This supplementary material provides detailed supplementary figures and tables to support the main findings of the study on compounding effects in flood drivers and their impact on estimating extreme river floods. The key components include:
1. **Hydrometeorological Conditions**: Figures S1 to S3 provide the daily average rainfall, temperature, soil moisture, and snowpack data for 3,527 catchments from 1981 to 2020, along with climatic and local attributes such as climate moisture index, snow cover extent, catchment size, stream gradient, forest cover extent, and sand fraction in soil.
2. **Training Samples and Multi-Driver Identification**: Figures S4 to S6 illustrate the procedure for identifying multi-driver river floods using examples from Slovakia and the United Kingdom. Figure S4 shows the relationship between aggregated contributions and event-averaged magnitude of different variables, while Figure S5 details the main driving variables for annual maximum flood events. Figure S6 examines the sensitivity of using different thresholds to identify main drivers.

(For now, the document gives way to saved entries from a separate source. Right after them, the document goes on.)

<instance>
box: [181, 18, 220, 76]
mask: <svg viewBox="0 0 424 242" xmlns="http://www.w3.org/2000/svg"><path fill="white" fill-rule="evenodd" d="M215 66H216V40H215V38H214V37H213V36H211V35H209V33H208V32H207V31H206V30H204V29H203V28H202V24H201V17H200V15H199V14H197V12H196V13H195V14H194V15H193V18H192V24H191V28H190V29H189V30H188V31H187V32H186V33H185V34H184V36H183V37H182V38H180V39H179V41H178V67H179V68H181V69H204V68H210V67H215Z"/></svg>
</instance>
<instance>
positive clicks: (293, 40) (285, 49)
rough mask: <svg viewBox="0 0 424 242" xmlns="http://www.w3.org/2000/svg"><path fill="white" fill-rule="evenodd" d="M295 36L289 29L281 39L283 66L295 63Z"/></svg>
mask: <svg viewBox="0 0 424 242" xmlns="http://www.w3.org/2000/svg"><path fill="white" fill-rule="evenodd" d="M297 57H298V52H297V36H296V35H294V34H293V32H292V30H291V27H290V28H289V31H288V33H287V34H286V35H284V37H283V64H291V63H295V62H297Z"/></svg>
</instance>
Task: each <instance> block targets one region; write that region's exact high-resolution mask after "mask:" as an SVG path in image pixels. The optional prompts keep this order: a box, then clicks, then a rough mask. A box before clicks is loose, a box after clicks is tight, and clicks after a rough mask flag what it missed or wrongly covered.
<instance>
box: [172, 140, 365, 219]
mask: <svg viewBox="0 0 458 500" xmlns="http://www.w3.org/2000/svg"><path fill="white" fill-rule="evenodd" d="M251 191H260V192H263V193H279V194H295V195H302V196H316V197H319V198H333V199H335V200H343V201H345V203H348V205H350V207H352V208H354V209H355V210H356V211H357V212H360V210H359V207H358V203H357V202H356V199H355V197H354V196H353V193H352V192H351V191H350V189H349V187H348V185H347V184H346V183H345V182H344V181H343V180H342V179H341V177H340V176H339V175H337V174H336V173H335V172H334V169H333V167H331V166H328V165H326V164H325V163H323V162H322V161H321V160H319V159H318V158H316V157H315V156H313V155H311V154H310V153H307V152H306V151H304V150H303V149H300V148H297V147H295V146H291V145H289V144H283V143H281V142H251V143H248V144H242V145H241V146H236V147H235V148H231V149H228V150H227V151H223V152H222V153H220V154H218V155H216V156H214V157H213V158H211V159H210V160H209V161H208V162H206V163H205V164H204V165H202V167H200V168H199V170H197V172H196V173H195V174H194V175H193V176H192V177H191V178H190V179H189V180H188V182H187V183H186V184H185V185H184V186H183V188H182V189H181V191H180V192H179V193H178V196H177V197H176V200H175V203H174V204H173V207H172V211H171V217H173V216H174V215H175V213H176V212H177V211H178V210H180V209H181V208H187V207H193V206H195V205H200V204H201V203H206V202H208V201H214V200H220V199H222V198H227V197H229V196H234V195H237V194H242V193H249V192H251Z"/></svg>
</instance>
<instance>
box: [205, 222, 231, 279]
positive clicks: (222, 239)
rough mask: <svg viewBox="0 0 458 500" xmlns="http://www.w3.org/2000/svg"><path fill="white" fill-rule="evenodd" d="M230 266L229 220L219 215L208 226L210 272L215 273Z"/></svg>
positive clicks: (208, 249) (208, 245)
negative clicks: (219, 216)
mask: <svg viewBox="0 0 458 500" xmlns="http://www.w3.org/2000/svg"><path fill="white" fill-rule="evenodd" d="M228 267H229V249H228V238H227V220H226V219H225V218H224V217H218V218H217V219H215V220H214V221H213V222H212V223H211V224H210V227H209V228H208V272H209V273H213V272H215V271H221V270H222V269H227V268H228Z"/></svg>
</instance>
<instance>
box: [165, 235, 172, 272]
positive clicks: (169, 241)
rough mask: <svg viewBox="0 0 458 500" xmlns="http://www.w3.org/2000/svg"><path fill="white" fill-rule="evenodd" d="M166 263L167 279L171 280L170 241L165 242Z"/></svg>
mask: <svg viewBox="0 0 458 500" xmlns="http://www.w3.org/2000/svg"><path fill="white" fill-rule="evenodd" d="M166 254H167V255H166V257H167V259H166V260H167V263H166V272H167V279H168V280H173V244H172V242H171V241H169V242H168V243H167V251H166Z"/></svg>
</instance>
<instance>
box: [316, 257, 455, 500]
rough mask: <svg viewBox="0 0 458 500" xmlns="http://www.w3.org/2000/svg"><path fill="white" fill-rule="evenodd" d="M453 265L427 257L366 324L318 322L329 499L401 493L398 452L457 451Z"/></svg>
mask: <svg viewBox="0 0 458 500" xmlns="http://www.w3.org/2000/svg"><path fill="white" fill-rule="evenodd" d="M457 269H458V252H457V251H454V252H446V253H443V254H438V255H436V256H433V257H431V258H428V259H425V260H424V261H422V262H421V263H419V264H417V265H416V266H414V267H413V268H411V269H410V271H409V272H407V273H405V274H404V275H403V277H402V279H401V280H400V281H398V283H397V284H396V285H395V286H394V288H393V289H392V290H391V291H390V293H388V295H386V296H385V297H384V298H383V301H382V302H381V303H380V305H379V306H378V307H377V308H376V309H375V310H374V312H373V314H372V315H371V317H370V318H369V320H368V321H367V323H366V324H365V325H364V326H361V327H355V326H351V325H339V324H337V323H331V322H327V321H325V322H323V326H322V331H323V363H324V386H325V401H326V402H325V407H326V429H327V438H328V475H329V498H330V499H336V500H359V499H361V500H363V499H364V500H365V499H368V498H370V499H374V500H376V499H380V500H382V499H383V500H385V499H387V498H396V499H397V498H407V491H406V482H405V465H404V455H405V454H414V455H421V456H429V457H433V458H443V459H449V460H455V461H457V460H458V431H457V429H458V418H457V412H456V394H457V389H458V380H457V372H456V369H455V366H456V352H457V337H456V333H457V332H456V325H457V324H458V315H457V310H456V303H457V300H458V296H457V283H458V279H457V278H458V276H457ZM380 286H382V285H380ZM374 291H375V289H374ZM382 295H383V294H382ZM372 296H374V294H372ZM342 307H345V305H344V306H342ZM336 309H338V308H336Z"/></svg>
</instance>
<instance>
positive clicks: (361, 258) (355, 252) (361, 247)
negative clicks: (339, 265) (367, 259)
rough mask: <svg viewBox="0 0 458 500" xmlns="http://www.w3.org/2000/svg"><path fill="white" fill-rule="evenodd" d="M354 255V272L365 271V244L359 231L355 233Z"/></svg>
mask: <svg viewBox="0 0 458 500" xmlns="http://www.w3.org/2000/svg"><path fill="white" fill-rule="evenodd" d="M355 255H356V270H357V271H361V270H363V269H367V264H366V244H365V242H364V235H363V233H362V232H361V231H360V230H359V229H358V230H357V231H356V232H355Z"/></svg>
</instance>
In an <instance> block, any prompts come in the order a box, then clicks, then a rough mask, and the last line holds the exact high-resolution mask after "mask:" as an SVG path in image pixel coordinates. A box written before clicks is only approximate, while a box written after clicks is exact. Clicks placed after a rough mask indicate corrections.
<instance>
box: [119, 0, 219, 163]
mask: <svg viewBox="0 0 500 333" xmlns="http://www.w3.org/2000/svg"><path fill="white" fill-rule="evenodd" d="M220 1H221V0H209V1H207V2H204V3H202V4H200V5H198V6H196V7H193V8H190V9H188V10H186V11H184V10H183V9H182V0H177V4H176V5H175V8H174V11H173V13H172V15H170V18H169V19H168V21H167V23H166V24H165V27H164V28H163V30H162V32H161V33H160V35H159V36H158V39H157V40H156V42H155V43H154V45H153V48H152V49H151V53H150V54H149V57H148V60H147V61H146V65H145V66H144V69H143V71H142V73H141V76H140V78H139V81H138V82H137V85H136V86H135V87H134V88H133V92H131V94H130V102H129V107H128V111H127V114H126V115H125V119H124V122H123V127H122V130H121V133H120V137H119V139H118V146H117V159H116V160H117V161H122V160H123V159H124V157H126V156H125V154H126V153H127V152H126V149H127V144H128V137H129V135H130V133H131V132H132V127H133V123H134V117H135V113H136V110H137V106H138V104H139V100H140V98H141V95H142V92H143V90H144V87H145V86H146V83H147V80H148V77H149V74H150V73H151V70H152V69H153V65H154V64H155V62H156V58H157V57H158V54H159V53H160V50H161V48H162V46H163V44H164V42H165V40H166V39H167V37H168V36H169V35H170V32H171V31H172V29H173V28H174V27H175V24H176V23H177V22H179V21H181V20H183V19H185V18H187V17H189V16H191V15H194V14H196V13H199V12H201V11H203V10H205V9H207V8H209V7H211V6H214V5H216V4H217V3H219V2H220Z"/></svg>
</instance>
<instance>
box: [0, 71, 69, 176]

3. **Impact of Compounding Drivers**: Figures S7 to S9 demonstrate the impact of compounding drivers on river flood events using different thresholds (70th, 85th, and 90th percentiles) and a stricter criterion for predictive performance. Figure S10 illustrates the importance of compounding effects in two flood event samples, and Figure S11 explores the sensitivity of using different thresholds to identify main interaction effects.
4. **Flood Complexity and Estimation Methods**: Figures S12 and S13 investigate the impact of flood complexity on estimating large flood magnitudes using different methods for fitting the Generalized Extreme Value (GEV) distribution and plotting positions. Table S1 provides candidate values for hyperparameters of the LightGBM models used in the study.

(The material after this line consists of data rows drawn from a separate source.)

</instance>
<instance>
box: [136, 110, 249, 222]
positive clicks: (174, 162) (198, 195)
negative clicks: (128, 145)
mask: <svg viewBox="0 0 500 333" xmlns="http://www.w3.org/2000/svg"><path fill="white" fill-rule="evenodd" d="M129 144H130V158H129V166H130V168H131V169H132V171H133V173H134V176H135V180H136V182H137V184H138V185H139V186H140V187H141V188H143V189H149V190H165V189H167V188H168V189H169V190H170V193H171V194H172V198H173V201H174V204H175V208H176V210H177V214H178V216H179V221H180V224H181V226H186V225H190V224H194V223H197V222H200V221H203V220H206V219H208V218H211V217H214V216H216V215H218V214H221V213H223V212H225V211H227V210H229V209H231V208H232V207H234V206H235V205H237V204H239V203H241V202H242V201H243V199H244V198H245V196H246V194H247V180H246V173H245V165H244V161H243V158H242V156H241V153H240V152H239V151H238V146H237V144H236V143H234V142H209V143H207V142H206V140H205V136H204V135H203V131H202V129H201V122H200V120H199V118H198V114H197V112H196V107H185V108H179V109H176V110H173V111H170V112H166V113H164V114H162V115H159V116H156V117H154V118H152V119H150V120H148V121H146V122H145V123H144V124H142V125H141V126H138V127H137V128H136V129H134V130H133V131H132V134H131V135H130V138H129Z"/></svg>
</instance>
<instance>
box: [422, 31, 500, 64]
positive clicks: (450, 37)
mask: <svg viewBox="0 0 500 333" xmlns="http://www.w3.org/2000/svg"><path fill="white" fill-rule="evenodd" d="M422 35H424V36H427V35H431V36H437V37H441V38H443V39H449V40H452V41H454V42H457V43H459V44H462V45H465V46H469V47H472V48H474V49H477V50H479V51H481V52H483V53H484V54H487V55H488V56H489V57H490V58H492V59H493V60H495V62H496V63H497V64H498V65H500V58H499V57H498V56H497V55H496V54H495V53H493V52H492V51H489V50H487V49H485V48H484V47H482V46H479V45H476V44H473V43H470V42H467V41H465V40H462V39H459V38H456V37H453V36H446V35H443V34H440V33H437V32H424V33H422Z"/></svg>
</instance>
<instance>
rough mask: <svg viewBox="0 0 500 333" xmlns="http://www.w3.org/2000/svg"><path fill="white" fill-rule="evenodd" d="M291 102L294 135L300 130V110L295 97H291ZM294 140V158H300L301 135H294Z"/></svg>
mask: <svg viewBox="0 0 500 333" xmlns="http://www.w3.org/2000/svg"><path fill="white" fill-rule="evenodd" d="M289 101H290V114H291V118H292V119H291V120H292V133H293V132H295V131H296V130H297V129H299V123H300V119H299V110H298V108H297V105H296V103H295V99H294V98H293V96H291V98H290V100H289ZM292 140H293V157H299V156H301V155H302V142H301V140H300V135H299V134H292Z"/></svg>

These supplementary materials enhance the understanding of the study's methodology and results, providing a comprehensive overview of the factors influencing extreme river floods and the effectiveness of different estimation methods.This supplementary material provides detailed supplementary figures and tables to support the main findings of the study on compounding effects in flood drivers and their impact on estimating extreme river floods. The key components include:
1. **Hydrometeorological Conditions**: Figures S1 to S3 provide the daily average rainfall, temperature, soil moisture, and snowpack data for 3,527 catchments from 1981 to 2020, along with climatic and local attributes such as climate moisture index, snow cover extent, catchment size, stream gradient, forest cover extent, and sand fraction in soil.
2. **Training Samples and Multi-Driver Identification**: Figures S4 to S6 illustrate the procedure for identifying multi-driver river floods using examples from Slovakia and the United Kingdom. Figure S4 shows the relationship between aggregated contributions and event-averaged magnitude of different variables, while Figure S5 details the main driving variables for annual maximum flood events. Figure S6 examines the sensitivity of using different thresholds to identify main drivers.
3. **Impact of Compounding Drivers**: Figures S7 to S9 demonstrate the impact of compounding drivers on river flood events using different thresholds (70th, 85th, and 90th percentiles) and a stricter criterion for predictive performance. Figure S10 illustrates the importance of compounding effects in two flood event samples, and Figure S11 explores the sensitivity of using different thresholds to identify main interaction effects.
4. **Flood Complexity and Estimation Methods**: Figures S12 and S13 investigate the impact of flood complexity on estimating large flood magnitudes using different methods for fitting the Generalized Extreme Value (GEV) distribution and plotting positions. Table S1 provides candidate values for hyperparameters of the LightGBM models used in the study.
These supplementary materials enhance the understanding of the study's methodology and results, providing a comprehensive overview of the factors influencing extreme river floods and the effectiveness of different estimation methods.